Schneider expressed these concerns on the eve of the annual congress of the LPO on October 6 and 7 in Windhoek, saying this year brought great challenges, especially with regard to the status of animal health in Namibia.

As far as the marketing of small and large stock is concerned, he notes that the marketing of cattle has drastically increased due to various factors (drought, possible import restrictions by South Africa and the threat of the FMD outbreak).

“With regard to the marketing of cattle there was an oversupply of cattle at auctions while abattoirs slaughtered at full capacity. In total more than 100% cattle were marketed. Exports to South Africa have drastically increased, while exports to Angola have drastically decreased due to the recession in the crude oil price and consequently no US$ income.

Unfortunately marketing to the Northern Communal Areas (NCAs) where large numbers of cattle were sold, decreased drastically with the movement restrictions that came into force with the outbreak of FMD. The Witvlei Meat abattoir closed last October 2014 he notes adding that auction and slaughtering prices in general were lower in comparison with those of the previous year.

There was a minimal decrease in the tendency of the total small stock marketing. If the different marketing channels are compared, the slaughtering of sheep at abattoirs decreased with abut 20%, while exports increased with about 24% (with an export quota built on the 1:1 marketing scheme and animals which were not suitable to be slaughtered under the drought scheme).

Prices at the small stock abattoirs were competitive up to February, but when the marketing scheme started with an oversupply (due to the drought) of lambs, the price differences between Namibia and the Northern Cape abattoirs increased drastically. The difference was as much as N$10 per kg. The LPO continued its efforts to get a solution for the dilemma in the small stock sector, Schneider observes.

“The only alternative for this industry would be to get approval for bone-in exports to the European Union (EU), which might realise better prices for small stock producers. Unfortunately no progress has been made due to the bureaucracy of both the Namibian government and the EU. This again resulted in the LPO’s decision to negotiate the Small Stock Marketing Scheme with the government, as after 14 years no significant results have been seen regarding the governments’ intention of value addition and employment creation. To date the government has kept to the 1:1 scheme. The negative tendency of the marketing of goats continues and each year even smaller numbers of goats are marketed.

The threat of the implementation of strict import requirements by South Africa as reported in the Annual Report last year is still ongoing. After the South African Minister of Agriculture last year provisionally lifted the implementation of the requirements until proper consultation has been done, cattle from Namibia could be imported to South Africa relatively freely.

In the meantime the Meat Board also implemented a system which gives guarantees to the South African industry that livestock imported from Namibia reach their destinations such as feed pens or abattoirs.
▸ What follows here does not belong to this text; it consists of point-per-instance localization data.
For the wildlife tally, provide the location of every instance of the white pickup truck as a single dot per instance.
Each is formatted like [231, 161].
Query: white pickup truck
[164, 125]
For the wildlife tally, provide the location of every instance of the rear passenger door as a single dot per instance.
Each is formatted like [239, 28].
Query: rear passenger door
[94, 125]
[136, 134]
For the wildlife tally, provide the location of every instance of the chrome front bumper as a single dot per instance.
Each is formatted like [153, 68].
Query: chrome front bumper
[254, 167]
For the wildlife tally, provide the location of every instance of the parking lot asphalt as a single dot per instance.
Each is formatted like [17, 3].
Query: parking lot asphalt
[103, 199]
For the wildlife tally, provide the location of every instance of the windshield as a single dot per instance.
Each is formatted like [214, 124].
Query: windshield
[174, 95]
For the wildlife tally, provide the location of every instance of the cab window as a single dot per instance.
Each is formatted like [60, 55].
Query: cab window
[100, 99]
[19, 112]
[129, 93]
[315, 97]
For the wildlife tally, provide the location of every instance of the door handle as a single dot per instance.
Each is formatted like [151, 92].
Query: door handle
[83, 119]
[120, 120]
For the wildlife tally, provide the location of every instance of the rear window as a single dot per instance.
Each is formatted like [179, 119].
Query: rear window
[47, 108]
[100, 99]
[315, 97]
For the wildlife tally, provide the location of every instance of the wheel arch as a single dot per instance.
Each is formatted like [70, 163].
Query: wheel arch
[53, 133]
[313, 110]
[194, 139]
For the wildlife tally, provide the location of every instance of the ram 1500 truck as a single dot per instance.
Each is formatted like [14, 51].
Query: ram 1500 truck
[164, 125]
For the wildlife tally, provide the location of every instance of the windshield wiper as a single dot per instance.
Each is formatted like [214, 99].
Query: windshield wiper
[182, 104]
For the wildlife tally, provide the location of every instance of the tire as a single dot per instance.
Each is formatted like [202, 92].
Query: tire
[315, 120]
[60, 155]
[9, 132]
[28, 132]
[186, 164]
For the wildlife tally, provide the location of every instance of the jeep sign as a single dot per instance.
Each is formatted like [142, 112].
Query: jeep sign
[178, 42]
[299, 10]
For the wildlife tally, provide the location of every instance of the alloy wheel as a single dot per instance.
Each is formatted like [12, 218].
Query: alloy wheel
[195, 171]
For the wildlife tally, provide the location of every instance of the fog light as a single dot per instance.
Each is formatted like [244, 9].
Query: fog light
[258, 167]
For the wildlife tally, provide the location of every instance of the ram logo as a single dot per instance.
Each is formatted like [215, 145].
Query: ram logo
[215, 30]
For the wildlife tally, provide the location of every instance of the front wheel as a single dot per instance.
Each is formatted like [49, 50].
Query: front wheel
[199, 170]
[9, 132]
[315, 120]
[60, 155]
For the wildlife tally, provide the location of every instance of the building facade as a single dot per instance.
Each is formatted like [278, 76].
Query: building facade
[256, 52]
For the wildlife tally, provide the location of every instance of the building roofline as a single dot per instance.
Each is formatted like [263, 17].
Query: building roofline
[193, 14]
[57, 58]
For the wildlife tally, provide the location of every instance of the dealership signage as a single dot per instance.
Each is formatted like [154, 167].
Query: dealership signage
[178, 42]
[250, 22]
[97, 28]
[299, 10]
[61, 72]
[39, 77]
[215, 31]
A new consultation process announced by the Department of Veterinary Services in South Africa this April for a one-month-long consultation period was published in the Government Gazette.

The Namibian meat industry submitted a joint proposal which ensures the RSA industry that no risks are attached to livestock exports to the RSA. The government also requested its South African counterpart in this regard, but no feedback has yet been received, although unofficially it was stated that these strict import requirements are not published under the Sanitary and Phytosanitary committee of the World Trade Organisation (WTO)’s website.

“In other words, South Africa keeps to their viewpoint that these export requirements must be implemented, which impedes our livestock exports substantially. The implementation of these strict measures in reality has little to do with Namibia’s animal health, but is rather a trade restriction with the aim to get a better producers’ price by stimulating increased demand. The meat industry is currently looking at a strategy to solve this problem. Furthermore, it also emphasises that Namibia’s slaughtering industry must be supported,” Schneider concludes.